Saibamos que esse êxito olímpico chinês, com o sucesso de suas olimpíadas e sua liderança no quadro de medalhas, é um passo a mais para aquele país se afirmar como potência em pleno desenvolvimento. Um trampolim para um processo de encantamento cultural que será a menina-dos-olhos de uma força política que almejará estar algum dia no lugar que atualmente pertence a George Bush. Se por uma democracia de araque já é ruim para a humanidade ser liderada, imagine com um governo explicitamente ditatorial.
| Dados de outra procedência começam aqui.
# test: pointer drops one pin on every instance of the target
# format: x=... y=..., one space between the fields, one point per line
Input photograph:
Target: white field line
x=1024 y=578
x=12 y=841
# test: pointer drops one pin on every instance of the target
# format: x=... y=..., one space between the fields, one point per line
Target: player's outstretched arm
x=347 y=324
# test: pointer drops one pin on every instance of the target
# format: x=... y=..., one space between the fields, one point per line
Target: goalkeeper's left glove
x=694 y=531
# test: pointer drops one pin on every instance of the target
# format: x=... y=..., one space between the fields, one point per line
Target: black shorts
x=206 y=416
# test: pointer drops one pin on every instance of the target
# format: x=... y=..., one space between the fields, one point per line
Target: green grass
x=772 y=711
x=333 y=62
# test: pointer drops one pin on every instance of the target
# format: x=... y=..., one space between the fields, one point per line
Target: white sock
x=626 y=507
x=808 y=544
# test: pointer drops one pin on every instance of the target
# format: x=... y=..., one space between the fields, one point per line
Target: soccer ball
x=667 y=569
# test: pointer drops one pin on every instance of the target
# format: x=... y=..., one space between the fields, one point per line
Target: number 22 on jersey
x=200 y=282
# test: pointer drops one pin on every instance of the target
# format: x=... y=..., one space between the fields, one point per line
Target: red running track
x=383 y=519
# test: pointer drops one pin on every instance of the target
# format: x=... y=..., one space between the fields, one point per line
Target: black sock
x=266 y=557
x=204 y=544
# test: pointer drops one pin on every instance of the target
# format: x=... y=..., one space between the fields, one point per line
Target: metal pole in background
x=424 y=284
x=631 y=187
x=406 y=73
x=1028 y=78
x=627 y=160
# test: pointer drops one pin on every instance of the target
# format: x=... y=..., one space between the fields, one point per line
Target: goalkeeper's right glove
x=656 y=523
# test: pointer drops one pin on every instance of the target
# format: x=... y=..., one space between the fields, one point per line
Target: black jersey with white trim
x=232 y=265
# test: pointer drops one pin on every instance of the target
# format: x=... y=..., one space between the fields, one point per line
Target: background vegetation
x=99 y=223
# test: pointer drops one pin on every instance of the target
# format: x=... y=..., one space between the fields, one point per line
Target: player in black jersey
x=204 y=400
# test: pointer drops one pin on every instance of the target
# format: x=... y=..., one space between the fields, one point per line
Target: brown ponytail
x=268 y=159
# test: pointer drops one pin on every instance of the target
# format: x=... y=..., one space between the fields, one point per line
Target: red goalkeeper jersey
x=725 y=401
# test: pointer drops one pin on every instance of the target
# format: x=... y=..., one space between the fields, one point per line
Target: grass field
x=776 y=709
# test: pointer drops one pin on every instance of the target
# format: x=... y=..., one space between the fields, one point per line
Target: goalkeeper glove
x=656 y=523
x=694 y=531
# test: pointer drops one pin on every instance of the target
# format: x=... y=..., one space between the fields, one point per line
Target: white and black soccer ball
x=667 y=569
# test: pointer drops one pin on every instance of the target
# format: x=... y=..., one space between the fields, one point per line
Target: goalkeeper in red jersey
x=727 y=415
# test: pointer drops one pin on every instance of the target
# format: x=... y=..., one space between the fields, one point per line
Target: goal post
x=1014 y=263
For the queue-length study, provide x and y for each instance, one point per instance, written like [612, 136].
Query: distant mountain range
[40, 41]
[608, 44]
Não tenho total certeza do que aconteceria, mas uma hegemonia mundial chinesa teria conseqüências indesejáveis para um mundo que clama por justiça e liberdade. Imagine Estados-cliente dominados por ditaduras subservientes aos pós-comunistas de forma ainda pior que na época do plantio de regimes militares anticomunistas pró-americanos e rugidos de arrogância geopolítica da China a qual fará ela passar por cima da ONU quando quiser realizar uma investida de dominação econômica do estilo "EUA contra Iraque".

Você quer um mundo assim, ainda pior que o liderado pelos americanos? Não? Então largue esse estado alienado de consciência, abra os olhos e pare de dar aos totalitários aquilo que eles tanto querem: audiência e atenção positiva. Só a sensação de que não estão conseguindo emanar poder para o mundo poderá enfraquecê-los e então dar ao povo chinês uma perspectiva de libertação. E você poderia começar esse processo de "não alimentar os trolls" agora mesmo, desligando sua TV e indo ler ou dormir em vez de dar o ibope às Olimpíadas da tirania.

É certo que muitos torcem para a China continuar ultrapassando os Estados Unidos no quadro de medalhas. Digo que é gente que não sabe o que está fazendo e peço a esta que se lembre do Brasil de 1970. É uma alegria para o povo do país vencedor? É, mas tem um preço muito alto para o mesmo e, no caso asiático, para o mundo todo. Do mesmo jeito que inflou a auto-afirmação dos militares brasileiros naquele contexto tão promissor para eles, a hegemonia esportiva deverá fazer a grande gang autodenominada Partido Comunista mostrar a seu povo e ao mundo que a China totalitária tem poder. Se você não quer isso, tome partido e não ajude mais Pequim a encher o balão que implicará a ascensão de uma superpotência tirânica ainda pior que os EUA. E para isso eu repito: desligue a TV quando os Jogos Olímpicos estiverem passando.